One explanation that is often mentioned is that of mortgage stress. The sharp increase in house prices that took place in the early 2000s meant that new home buyers have taken on levels of debt that are historically unprecedented even relative to incomes. Moreover, with low inflation and correspondingly lower growth in nominal incomes, the long-established pattern in which the ratio of mortgage repayments (fixed in nominal terms) to income fell rapidly after a few years, has ceased to apply. A mortgage that is hard to repay when it is first taken out remains hard to repay for years afterwards, and it could become impossible to meet if one earner becomes unemployed or withdraws from the workforce to bring up children.
“Far from reflecting a struggle to put a roof over our heads, the debt boom of the 1990s and early 2000s was associated with a massive upgrade in the consumption of housing services.”
There was undoubtedly an increase in mortgage stress in the early years of this century, when the ratio of repayments on new loans to household disposable incomes rose above 30%. But even in the mid-2000s, the majority of middle-income households did not have outstanding mortgages and most of those who did owed less than $200,000. Since then, the ratio of repayments to income has fallen and is now at much the same level as in the mid-1980s.

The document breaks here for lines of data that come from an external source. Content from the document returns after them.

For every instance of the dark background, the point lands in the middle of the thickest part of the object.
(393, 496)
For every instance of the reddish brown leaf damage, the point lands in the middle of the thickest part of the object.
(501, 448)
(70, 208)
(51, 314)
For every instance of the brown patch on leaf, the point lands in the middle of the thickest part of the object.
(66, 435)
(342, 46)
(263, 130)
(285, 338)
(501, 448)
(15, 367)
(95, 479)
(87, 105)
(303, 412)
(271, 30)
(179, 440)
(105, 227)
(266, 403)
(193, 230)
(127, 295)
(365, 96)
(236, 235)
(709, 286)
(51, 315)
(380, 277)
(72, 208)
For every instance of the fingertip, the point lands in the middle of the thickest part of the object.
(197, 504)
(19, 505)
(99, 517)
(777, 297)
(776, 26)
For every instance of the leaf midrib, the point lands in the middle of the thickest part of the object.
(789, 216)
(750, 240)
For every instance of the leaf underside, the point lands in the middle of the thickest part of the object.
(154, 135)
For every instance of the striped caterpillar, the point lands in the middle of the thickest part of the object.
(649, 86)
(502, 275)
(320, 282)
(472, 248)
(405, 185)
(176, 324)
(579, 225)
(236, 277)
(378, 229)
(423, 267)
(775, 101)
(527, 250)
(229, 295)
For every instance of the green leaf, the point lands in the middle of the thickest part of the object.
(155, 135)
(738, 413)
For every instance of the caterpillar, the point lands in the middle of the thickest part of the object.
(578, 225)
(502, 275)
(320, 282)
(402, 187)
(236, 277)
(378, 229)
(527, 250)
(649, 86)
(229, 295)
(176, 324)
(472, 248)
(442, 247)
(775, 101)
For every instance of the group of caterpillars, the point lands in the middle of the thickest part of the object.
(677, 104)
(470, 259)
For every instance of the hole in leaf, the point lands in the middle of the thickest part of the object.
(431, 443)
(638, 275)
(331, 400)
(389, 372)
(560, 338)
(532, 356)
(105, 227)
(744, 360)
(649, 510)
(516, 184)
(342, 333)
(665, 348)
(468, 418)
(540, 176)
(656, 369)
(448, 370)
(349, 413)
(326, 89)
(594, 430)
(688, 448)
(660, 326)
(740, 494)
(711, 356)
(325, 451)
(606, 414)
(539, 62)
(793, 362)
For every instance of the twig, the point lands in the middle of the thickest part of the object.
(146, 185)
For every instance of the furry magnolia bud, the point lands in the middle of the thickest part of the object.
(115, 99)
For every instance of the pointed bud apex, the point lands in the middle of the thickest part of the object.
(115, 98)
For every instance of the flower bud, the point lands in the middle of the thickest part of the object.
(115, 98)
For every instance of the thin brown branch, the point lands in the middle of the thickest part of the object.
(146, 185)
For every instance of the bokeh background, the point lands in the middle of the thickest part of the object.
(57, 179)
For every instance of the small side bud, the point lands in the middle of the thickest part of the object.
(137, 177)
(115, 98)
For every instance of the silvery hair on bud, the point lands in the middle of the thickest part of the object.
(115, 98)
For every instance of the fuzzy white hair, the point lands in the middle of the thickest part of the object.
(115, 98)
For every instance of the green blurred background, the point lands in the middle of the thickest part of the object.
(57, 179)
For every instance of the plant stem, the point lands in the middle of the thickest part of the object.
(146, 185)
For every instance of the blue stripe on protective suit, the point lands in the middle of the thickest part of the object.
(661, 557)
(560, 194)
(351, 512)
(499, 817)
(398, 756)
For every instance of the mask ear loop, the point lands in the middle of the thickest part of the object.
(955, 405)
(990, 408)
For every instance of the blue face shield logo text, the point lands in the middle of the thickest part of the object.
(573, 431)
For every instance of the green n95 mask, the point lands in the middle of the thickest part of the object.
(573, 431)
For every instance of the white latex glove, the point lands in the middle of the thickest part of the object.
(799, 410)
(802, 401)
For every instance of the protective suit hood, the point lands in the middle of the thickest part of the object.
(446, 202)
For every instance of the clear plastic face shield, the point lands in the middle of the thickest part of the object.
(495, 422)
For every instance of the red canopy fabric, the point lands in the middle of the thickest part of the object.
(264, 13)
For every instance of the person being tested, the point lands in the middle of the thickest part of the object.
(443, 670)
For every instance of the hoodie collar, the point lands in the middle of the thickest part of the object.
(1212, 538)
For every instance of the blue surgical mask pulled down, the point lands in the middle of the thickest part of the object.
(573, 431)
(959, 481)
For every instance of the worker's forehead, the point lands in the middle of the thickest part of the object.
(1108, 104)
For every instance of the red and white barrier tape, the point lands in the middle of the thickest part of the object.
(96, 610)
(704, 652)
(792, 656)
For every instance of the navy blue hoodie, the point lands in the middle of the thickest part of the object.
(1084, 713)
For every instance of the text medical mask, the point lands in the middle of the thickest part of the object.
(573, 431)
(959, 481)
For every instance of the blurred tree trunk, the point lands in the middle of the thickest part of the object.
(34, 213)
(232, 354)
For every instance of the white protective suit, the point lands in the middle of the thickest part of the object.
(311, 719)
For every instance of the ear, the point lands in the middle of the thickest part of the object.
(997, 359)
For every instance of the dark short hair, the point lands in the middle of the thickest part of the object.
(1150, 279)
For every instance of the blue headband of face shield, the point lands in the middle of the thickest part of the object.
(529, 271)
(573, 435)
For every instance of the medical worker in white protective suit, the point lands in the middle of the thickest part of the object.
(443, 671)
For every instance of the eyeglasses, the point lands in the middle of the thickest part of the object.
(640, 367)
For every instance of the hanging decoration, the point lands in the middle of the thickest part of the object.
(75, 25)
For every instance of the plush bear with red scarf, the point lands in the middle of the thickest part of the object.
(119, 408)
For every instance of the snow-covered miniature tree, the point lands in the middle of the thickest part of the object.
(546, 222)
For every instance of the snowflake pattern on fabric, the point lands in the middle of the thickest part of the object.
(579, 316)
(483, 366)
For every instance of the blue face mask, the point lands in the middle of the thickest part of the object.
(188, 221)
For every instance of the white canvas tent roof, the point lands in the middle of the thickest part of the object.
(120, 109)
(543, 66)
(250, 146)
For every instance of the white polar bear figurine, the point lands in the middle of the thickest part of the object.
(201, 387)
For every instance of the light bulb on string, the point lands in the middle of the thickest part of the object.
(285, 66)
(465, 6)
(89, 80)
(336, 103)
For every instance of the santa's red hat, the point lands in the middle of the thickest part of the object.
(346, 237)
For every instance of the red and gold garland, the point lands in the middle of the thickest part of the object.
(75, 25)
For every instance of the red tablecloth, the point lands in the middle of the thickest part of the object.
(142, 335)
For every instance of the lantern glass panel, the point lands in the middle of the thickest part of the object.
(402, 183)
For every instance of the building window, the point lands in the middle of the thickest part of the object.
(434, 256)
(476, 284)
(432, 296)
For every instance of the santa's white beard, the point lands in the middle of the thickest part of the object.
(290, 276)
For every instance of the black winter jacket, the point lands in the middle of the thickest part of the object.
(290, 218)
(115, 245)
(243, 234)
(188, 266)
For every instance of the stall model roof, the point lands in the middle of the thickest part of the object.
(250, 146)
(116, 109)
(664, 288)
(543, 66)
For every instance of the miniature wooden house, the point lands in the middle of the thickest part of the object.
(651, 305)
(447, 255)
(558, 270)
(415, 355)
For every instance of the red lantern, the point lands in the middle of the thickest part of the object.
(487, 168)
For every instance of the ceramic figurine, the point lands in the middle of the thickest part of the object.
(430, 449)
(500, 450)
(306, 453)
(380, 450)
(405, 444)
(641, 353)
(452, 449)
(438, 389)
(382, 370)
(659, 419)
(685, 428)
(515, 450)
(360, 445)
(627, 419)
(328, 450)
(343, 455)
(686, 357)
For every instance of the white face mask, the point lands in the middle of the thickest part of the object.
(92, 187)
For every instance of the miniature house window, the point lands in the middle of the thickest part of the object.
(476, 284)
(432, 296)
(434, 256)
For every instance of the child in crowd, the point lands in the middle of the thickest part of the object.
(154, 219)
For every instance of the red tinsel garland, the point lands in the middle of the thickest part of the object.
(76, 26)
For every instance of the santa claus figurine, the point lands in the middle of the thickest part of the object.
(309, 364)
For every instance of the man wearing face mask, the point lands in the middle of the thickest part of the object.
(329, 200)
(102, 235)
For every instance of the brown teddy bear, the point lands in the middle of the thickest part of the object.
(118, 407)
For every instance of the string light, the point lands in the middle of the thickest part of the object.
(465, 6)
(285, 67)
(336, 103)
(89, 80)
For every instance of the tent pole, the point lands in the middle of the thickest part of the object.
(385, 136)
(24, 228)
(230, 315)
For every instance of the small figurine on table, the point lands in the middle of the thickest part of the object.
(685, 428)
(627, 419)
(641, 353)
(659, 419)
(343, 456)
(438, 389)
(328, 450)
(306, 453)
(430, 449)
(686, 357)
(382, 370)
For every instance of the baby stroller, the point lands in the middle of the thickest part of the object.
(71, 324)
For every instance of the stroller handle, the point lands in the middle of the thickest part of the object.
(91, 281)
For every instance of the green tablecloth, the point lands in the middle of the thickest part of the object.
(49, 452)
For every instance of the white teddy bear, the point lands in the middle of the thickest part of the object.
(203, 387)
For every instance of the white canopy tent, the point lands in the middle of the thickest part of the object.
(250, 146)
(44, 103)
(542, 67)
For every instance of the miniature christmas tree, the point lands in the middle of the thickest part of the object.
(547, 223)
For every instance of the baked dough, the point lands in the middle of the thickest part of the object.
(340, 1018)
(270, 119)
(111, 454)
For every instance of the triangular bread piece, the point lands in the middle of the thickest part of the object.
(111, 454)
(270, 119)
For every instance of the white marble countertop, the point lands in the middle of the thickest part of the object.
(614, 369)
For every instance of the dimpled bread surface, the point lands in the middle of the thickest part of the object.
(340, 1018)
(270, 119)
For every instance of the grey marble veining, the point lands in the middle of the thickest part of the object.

The ratio of household debt to income has also fallen, though not quite so fast. The rapid increase in the debt ratio from 1990, when it was below 50% for the average household, to the mid-2000s, when it was nearly 150%, certainly caused plenty of alarm, even though it was more than matched by the growing value of equity in housing. But the debt ratio peaked in 2006. Households, which had negative levels of net saving at the height of the housing boom, are now saving around 10% of their income, which implies that debt levels may fall. The much-maligned increase in public debt has in fact been part of a rebalancing that is making Australia’s debt levels, as a whole, more sustainable.
Far from reflecting a struggle to put a roof over our heads, the debt boom of the 1990s and early 2000s was associated with a massive upgrade in the consumption of housing services. The floor area of the average new house rose greatly (an increase of around 40% just between 1984-85 and 2002-03), and the cost and quality of standard fittings increased as well. For example, granite benchtops, an example of luxurious excess as recently as the 1990s, became, and remain, commonplace.
Another possible explanation of the “doing it tough” perception arises from inconsistent responses to price variation. Despite sustained low inflation and falling interest rates, many Australians perceive themselves as facing “cost of living” pressures. Over the past decade some highly salient prices such as the retail price of electricity have risen sharply, but consumption continued to grow until recently, driven largely by the increased use of air-conditioning. By contrast the cost of telecommunications services has fallen, but households have responded to lower prices and the availability of new products by increasing their total expenditure. It is easy enough, though misleading, to see this as a story of ever-increasing bills for everything.
Despite all of these partial explanations, it is hard to escape the conclusion that the “doing it tough” perception is nothing more than a manifestation of some of our less appealing human propensities: envy and chronic dissatisfaction. This can be seen all the way up the income scale, to the point of British bankers who complain that they can’t live on a million pounds (roughly $2 million) a year.
News media have an obvious commercial interest in telling stories that make their audiences feel victimised, and politicians have made the judgement that telling voters the truth is too costly. At current rates of growth, incomes will double by 2050, but we will doubtless still be living on Struggle Street.